ハオランのファンタジア

 リーウ 浩然ハオラン


 本名、チョウ 保皐ホコウという。


 彼は名家の生まれで、両親は共に武術に長けた国を代表する伝統ある一族だった。その家系は皆、代々その才能を受け継ぎ、新たな才能を持って生まれる者や、他国の技術を学び取り入れる者など、その武術は年を重ねる毎により高度で巧みなものへと昇華していった。


 しかし彼は、そんな名家の中でも特に才能を受け継ぐことなく、どこにでもいるような平凡な子として育った。彼の家系では才能が有ろうが無かろうが、特別視することなく平等に扱い分け隔てなく大切に育てられて来た。

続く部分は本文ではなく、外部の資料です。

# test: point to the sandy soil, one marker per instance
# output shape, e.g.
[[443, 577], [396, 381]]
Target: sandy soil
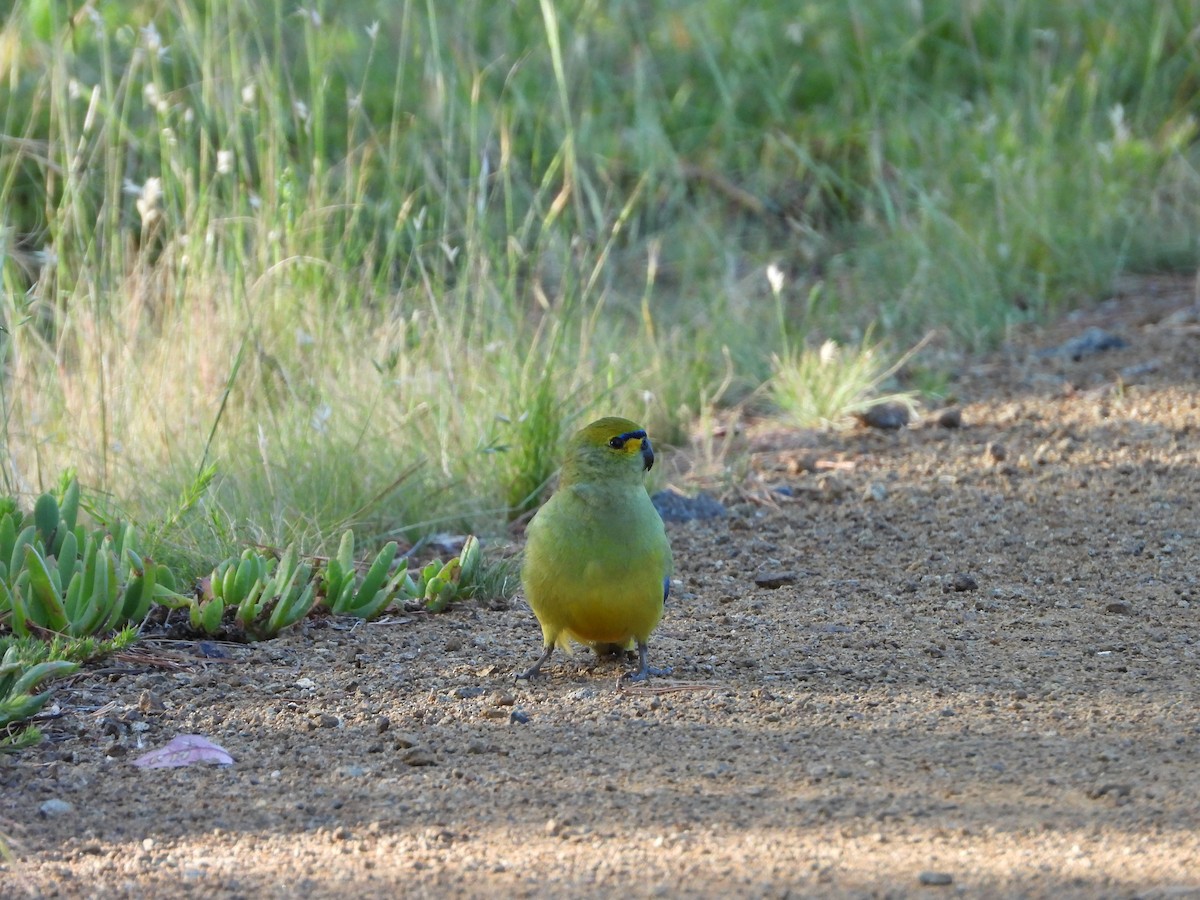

 だが、名家の伝統の中には汚点を作らぬよう、才能を持たずして生まれた子を無かったことにしてきたという歴史もある。しかし時代の流れと共にそういった文化は風化していき、彼の両親達の代では既に、悍ましきこととしていた。


 故にどんな子であろうと、子供は子供。何人兄弟姉妹がいようと、誰かを特別に愛するということなく皆一様に大事にしてきた。それでも名家というレッテルが彼の存在を表に出せない恥ずかしいものとしてしまっていた。


 愛はあるが、彼を外様に出すわけにはいかない。他の兄弟達が外を出歩き、修行や鍛錬、息抜きなどをする中、彼は家から出してもらえず、家の中や敷地内でのみの行動しか許して貰えなかった。


 何故自分は外に出してもらえないのか、彼は両親に尋ねるもその口から話されるのは謝罪の言葉だけで、理由は説明してもらえなかった。


 そんなある日、幼い兄弟の心無い言葉で彼は自分の置かれている状況について知ることになってしまう。自分は才能が無いから外へ出してもらえないのだと。自分の存在が両親に肩身の狭い思いをさせ、兄弟達には他の子供達から意地悪をされる要因となってしまう。


 何も知らずに育った彼は、酷くショックを受けた。自分のせいで家族やその家系に迷惑をかけている。だから外へ出してもらえないんだ。自分はこの名家の汚点でしかな無いのだと。


 それでも愛情を注いでくれる両親に、申し訳ない気持ちでいっぱいになった彼は、それ以降両親の言葉に一切の疑問を持つことなく、忠実に従うようになった。彼のそんな態度から、両親も恐らく彼が本当のことを知ってしまったのだろうと、心を痛めていた。


 だがそれでも、他の名家や王族との付き合いを維持しなければ、子供達や名家を守れない。両親も彼の理解に甘え、彼を誰の目も届かぬところでせめてもの愛情を持って接してきた。


 そこへある事件が起きる。


 彼が夜中に、誰も外の者がやって来ぬ場所でいつものように眠っていると、何処からか聞こえてきた物音で目を覚ます。兄弟が遊びに来たのかと、眠たい目を擦りながら明かりもつけることなく、音のする方へと向かっていく。


 幼い少年にはまだ大きい扉をなんとか開けると、そこにはそれ程歳を取った様子のない見知らぬ覆面の男達が立っていた。彼の存在に気づいた一人が直ぐ様他の者に合図を送り、彼を捕らえ始めた。


 何が何やら分からなかった彼は、何故何も持たない自分なのかと疑問に思っていた。武術を欲するのであれば、他の兄弟の方がいいだろう。それに何故自分の存在を知っているのか、不思議でならなかった。


 薬を盛られ眠りにつく彼は、その男達によって別の何処かへと拐われていった。翌日、彼の家族は悩んだ。今までひた隠しにして来た彼を探す協力を求めれば、彼の存在が知れ渡ってしまう。かといって放っておく訳にもいかない。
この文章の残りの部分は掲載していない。